Una ola de calor cubrió las mejillas de Wendy.
–¡No es nadie! –Le arrebató el papel de las manos a Jordan y lo hizo una bolita.
–Oh, por Dios. –El rostro de Jordan se iluminó–. Wendy Darling, ¿estás sonrojándote?
–¡No! –Wendy negó. Ahora su rostro estaba en llamas.
Jordan lanzó su cabeza hacia atrás con una carcajada.
–Okey, ¡ahora tienes que contarme! ¿Quién es el chico, Wendy? –Alzó un dedo–. ¡Y no te atrevas a mentirme!
Wendy dejó caer su cabeza contra el asiento y soltó un gruñido. Si mentía, Jordan se daría cuenta y seguiría insistiendo. Pero la verdad se sentía tan vergonzosa. Miró a su amiga, quien arqueó una ceja expectante.
–¡Ugh! –suspiró–. Es Peter Pan –murmuró por lo bajo.
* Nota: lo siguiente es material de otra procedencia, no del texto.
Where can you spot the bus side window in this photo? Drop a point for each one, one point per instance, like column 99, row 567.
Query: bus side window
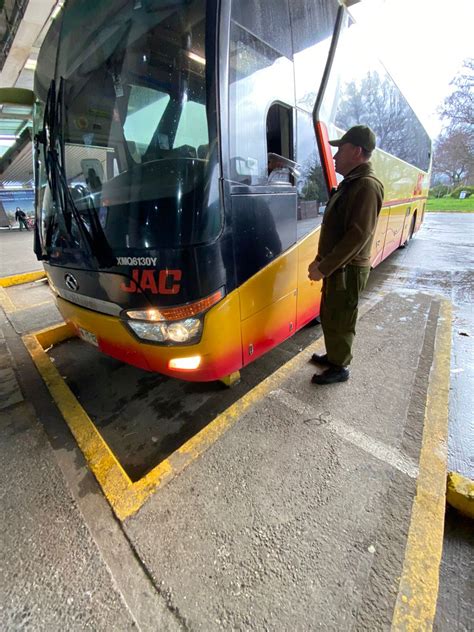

–¿Peter Pan? –Jordan repitió frunciendo el ceño–. Peter… espera, ¿te refieres al tipo de los cuentos de tu madre?
–Sí –admitió Wendy.
Cuando Michael nació, John tenía tres años y Wendy cinco. Su madre les contaba cuentos sobre Peter Pan todas las noches antes de dormir. Sobre sus aventuras con piratas, sirenas y su pandilla de Niños Perdidos. Wendy, John y Michael pasaban sus días en el bosque detrás de su casa corriendo y pretendiendo que luchaban contra osos y lobos junto a Peter Pan; y sus noches amontonados debajo de una manta con una linterna mientras Wendy les contaba cuentos sobre hadas y Peter. Él era un chico mágico que vivía en una isla de fantasía en el cielo y, lo más importante, Peter Pan podía volar y nunca envejecía.
Cuando Wendy creció, ocupó el lugar de narradora de cuentos a la hora de dormir. Reciclaba las historias de su madre, pero también inventaba sus propias aventuras de Peter Pan para sus hermanos.
Después de lo que sucedió con John y Michael, Wendy solo hablaba de Peter cuando contaba cuentos en el hospital. Cuando trabajaban como voluntarias con los niños, Jordan solía compartir juegos de mesa con los más grandes, pero a veces escuchaba los cuentos de Wendy.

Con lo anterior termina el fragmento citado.